WASHINGTON – Wholesale prices leaped by 0.9 percent in April, the most in seven months, propelled largely by soaring costs for gasoline and other energy products.
The jump in the Producer Price Index, which measures the costs of goods before they reach stores shelves, came after a sizable 0.5 percent increase in March, the Labor Department reported Tuesday.
Virtually all of the pickup in inflation at the wholesale level, however, reflected surging energy costs, which shot up by 4 percent in April, the largest increase since October.
Excluding the costs of energy and food products, however, the inflation picture didn't look as bad. These "core" prices edged up by 0.1 percent in April for the second month in a row. That suggested the spike in energy prices hasn't fed into the price tags of lots of other products.
This reading on overall inflation was a bit higher than the 0.8 percent increase economists were expecting. However, the core inflation reading was a tad lower than the 0.2 percent increase analysts were forecasting.
To fend off inflation, the Federal Reserve boosted interest rates last week, marking the 16th increase in two years. Keeping their options wide open, policymakers said another increase might be possible or they could take a pause in their rate-raising campaign — depending upon how inflation and economic activity unfold.
Economists have mixed opinions about what the Fed will do at its next meeting in late June. Some are predicting one more bump up in rates. Others think they leave rates alone.
Oil prices hit a record high of $75.17 a barrel in late April; they are now hovering below $70 a barrel. Those high crude oil prices have helped propel prices at the gasoline pumps to $3 a gallon in some areas.
The PPI report said that energy prices surged by 4 percent in April, up from a 1.8 percent rise in March.

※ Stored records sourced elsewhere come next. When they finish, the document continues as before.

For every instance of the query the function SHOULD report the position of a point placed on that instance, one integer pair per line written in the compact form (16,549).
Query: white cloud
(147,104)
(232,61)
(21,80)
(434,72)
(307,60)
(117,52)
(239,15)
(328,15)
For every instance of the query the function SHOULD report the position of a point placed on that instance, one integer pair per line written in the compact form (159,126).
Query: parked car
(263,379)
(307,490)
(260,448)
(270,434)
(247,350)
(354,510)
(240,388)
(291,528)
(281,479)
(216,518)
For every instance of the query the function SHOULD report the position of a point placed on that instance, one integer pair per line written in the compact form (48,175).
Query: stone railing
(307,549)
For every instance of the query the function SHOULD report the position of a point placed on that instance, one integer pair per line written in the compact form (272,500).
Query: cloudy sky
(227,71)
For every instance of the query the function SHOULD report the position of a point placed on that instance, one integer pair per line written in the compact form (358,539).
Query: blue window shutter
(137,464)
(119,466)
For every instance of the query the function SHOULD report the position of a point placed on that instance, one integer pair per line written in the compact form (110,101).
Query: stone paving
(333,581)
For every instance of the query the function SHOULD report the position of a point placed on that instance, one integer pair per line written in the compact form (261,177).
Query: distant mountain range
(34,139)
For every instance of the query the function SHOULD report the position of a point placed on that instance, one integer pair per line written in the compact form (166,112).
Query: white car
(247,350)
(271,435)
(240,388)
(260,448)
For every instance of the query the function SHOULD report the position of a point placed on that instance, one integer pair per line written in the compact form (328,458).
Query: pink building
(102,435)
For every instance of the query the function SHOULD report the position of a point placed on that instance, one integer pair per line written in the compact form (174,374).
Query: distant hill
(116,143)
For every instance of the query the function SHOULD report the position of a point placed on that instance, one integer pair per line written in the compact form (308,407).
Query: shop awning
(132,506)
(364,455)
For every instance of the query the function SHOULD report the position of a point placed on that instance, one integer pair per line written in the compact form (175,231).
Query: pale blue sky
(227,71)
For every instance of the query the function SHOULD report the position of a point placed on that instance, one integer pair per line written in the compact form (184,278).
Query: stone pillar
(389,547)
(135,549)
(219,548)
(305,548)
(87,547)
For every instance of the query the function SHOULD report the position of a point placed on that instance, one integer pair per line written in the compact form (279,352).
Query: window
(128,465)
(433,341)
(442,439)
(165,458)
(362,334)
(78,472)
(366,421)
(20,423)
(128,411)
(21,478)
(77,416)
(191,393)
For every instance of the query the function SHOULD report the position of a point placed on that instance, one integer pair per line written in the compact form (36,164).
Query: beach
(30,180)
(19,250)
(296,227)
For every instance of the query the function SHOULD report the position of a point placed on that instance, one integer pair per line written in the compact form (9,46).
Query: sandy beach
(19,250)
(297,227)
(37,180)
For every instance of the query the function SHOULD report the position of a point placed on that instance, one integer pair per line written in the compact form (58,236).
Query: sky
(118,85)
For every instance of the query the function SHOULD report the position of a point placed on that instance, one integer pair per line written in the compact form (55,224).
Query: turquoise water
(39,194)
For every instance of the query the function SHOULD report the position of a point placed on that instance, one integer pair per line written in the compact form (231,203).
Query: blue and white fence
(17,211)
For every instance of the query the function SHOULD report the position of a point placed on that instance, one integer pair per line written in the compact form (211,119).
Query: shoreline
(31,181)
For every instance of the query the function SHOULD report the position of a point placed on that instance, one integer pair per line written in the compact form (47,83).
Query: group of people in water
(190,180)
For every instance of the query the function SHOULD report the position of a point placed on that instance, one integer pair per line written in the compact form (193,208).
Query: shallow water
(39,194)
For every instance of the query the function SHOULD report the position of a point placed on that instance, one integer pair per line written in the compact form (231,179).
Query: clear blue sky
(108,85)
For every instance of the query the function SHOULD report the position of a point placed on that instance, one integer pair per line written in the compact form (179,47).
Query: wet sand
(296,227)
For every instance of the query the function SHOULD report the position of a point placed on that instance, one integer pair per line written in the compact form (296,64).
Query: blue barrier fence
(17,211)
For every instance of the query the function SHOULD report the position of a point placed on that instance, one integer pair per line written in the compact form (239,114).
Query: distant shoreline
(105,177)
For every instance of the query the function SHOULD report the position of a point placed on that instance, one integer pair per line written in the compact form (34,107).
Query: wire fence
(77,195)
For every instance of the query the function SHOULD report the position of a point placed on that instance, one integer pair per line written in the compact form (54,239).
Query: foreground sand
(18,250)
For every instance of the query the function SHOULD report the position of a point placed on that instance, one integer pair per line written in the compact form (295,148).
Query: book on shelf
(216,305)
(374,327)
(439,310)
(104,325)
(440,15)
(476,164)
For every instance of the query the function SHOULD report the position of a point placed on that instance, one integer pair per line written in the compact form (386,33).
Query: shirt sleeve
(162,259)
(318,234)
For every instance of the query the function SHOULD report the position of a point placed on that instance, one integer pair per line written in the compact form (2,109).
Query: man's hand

Gasoline prices last month jumped 12.3 percent, the most since October 2004. Home heating oil costs shot up 13.7 percent, the biggest gain since October 2005.
High energy prices are a wild card for the Federal Reserve. Soaring energy prices can slow economic activity by forcing businesses and consumers to pare spending and investment on other things. High energy prices also can feed into the price tags for other goods and services, spreading inflation. Or, high energy prices can result in both scenarios — slower economic activity and higher inflation, an especially bad combination.
So far, economic growth has been buoyant and the run-up in energy and other commodity prices appears to have had "only a modest effect" on core inflation, which excludes food and energy costs, Fed policymakers said last week.
The small 0.1 percent rise in core prices in April suggested that most other prices are fairly well behaved. For the 12 months ending April, core prices are up 1.5 percent. That compares with a 4 percent rise in overall wholesale prices over the same period.